Franchised dealers, he added, had in-depth knowledge of products and adherence to standards, hence they were better positioned as “reliable sources for ensuring the safety” of critical components in the manufacture or assembly of vehicles. Sars last year imposed temporary anti-dumping duties on Chinese imported windscreens for a period of six months ending August 9. The industry has lobbied for longer-term duties to ensure safety and also promote fairness to local players.

The International Trade Administration Commission in making its decision considered comments from interested parties after it issued “essential facts letters that it was considering making a final determination” that the windscreens originating and imported from China were constituting product dumping into the SACU auto industry. The commission had determined that the imported vehicle windscreens were “causing material injury” to the SACU industry. Most of the imported windscreens were being used as in the SACU region, especially South Africa as “replacement glass” in the aftermarket.

On initiation of the investigation in July 2022, the commission sent questionnaires to known producers and exporters of windscreens in China, while the Chinese diplomatic representative was also directed to forward the questionnaire to unknown producers. South Africa’s auto industry last year registered an increase in vehicle sales despite facing challenges, although sales in December, at 40 329 units, marked the fifth consecutive month of year-on-year decline. Annual vehicle sales for South Africa for 2023, however, increased to 532 098 compared to 529 556 a year earlier, data from the National Association of Automobile Manufacturers of South Africa (Naamsa) showed earlier this month.
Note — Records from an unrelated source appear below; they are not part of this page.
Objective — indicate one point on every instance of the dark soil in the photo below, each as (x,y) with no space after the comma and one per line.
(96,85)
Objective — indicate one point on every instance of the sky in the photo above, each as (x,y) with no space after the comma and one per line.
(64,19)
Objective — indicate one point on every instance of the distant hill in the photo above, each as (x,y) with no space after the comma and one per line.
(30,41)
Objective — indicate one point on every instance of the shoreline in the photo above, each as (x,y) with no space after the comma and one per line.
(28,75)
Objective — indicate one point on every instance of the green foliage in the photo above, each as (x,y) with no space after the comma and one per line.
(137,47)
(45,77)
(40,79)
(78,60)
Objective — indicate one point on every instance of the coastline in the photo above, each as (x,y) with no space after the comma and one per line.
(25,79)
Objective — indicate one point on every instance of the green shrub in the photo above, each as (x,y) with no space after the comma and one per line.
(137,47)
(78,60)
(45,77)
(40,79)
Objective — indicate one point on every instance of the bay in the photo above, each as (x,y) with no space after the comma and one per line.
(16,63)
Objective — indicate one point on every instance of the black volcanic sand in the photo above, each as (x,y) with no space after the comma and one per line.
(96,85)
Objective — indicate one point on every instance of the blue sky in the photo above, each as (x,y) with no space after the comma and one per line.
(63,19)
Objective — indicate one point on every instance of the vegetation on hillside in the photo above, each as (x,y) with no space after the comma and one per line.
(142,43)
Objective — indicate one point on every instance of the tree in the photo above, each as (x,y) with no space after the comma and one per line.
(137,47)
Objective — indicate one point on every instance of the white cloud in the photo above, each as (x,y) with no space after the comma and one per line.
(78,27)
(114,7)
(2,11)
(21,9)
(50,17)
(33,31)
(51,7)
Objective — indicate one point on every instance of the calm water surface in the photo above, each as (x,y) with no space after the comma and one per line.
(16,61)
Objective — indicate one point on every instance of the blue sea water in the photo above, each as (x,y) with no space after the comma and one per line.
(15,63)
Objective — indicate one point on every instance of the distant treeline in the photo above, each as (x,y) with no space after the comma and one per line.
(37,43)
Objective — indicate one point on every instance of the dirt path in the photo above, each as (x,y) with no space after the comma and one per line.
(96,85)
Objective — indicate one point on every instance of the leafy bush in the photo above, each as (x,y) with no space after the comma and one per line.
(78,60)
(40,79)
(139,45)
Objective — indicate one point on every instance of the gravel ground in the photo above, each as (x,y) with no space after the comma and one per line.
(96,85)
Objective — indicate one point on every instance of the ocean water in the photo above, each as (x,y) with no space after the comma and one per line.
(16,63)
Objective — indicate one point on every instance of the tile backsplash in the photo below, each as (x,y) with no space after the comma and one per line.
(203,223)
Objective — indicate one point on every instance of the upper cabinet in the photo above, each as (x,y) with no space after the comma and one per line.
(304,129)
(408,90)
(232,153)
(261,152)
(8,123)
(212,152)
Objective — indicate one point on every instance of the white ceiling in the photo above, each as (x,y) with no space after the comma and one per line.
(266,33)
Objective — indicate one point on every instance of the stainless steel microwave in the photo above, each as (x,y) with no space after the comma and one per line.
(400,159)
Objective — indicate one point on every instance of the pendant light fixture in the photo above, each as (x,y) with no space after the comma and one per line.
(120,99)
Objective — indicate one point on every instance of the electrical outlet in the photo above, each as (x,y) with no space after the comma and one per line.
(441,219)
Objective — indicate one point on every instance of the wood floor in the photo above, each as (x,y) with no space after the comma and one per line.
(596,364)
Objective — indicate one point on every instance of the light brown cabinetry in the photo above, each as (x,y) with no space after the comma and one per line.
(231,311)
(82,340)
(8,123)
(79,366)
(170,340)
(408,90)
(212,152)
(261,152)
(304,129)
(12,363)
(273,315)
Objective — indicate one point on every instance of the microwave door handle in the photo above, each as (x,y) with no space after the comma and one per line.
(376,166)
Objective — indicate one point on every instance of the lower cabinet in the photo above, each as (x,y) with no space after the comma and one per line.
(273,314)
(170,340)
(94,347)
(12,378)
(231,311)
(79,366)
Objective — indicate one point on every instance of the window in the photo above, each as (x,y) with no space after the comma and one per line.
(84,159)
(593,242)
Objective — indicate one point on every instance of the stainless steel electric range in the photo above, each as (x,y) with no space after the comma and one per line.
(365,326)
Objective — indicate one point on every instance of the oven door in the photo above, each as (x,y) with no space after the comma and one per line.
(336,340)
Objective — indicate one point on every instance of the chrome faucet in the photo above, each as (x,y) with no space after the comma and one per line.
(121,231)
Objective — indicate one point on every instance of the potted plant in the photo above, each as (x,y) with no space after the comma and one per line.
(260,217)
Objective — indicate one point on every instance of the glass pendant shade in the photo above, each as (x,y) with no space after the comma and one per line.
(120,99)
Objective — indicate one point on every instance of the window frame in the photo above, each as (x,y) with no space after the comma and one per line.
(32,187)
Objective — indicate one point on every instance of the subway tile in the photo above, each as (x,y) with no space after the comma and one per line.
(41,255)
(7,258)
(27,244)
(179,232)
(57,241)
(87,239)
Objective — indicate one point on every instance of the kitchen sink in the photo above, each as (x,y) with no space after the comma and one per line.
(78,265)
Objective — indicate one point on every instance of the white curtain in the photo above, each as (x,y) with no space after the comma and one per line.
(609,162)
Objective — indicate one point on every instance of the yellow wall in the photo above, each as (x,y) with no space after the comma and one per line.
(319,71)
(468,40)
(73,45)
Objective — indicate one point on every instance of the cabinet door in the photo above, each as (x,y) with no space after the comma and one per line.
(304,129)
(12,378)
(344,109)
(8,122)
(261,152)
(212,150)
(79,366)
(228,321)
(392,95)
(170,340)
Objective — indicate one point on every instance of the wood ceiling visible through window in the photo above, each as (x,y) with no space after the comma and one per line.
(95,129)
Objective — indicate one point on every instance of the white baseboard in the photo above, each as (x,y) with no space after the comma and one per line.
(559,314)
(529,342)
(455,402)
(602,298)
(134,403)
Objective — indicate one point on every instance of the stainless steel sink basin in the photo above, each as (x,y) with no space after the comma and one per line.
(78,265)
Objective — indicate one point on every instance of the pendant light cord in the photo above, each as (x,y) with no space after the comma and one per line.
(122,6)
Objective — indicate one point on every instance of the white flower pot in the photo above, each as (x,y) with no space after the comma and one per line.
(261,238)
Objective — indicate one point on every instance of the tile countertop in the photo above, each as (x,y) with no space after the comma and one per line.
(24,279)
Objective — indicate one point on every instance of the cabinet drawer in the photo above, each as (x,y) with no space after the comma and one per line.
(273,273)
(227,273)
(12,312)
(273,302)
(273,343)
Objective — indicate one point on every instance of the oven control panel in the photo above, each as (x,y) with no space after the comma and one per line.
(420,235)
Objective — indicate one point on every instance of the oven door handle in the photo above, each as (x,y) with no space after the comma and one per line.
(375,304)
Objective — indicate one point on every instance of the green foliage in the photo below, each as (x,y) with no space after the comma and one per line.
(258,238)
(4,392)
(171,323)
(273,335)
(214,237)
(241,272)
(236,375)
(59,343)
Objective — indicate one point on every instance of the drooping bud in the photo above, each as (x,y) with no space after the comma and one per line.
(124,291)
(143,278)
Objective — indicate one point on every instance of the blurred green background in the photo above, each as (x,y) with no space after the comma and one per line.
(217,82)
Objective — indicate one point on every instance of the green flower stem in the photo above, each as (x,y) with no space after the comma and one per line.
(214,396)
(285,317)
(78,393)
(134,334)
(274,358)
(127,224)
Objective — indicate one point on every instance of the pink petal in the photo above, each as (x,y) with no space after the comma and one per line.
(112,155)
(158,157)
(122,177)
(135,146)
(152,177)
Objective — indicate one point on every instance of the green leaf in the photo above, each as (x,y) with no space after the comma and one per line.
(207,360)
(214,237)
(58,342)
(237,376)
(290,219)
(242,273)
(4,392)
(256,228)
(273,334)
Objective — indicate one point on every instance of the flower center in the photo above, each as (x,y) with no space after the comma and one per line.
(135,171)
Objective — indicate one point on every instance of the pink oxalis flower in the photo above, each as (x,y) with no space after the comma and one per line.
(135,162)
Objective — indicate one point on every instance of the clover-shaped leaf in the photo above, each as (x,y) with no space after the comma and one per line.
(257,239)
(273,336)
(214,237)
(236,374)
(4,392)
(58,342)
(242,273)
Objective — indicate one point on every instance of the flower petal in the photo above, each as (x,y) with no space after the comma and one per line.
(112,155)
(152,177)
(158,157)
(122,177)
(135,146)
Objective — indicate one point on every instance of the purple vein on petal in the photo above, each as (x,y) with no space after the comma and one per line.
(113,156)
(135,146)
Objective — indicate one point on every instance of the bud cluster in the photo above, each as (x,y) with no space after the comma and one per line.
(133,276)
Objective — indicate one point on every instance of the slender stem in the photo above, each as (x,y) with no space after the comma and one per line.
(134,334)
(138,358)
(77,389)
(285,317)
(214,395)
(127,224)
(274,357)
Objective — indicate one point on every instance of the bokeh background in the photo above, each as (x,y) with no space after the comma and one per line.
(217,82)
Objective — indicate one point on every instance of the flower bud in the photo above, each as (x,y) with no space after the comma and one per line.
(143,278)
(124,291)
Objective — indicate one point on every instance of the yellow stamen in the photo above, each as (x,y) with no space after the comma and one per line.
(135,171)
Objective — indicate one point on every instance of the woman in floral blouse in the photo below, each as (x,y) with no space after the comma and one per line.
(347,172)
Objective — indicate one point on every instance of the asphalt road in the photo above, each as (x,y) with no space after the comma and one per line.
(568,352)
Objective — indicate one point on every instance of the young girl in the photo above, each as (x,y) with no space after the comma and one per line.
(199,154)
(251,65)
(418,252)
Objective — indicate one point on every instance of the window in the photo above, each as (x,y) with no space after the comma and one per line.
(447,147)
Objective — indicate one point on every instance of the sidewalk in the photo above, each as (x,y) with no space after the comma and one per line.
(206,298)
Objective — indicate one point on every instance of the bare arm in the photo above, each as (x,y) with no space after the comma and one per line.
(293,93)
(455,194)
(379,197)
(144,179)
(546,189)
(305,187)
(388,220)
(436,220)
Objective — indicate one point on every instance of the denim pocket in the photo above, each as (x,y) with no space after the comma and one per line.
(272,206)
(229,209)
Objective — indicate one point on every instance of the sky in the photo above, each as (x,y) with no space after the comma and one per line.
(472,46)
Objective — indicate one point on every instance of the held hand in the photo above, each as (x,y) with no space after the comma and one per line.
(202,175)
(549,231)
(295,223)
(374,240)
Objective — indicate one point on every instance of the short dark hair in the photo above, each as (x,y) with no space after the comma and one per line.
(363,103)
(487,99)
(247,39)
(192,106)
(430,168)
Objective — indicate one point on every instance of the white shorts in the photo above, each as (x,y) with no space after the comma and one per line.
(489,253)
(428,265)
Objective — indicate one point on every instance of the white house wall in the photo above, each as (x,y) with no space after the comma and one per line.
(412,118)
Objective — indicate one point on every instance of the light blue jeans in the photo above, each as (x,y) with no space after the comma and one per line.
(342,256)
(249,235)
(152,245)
South African vehicle exports were, however, a bright spot for the industry, hitting a record of 396 290 units, and rising 12.7% compared to 2022. Naamsa said increased load shedding and the logistical challenges at ports and the railway network, as well as higher interest rates, had left “a mark on the industry’s performance” in 2023. “The automotive sector's productivity relies heavily on infrastructure investment, sustainable energy supply and the revitalisation of South Africa's ports, rail and roads. Alongside faster economic growth and moderate inflation, lower interest rates would go a long way to support the new vehicle market in 2024,” said Naamsa.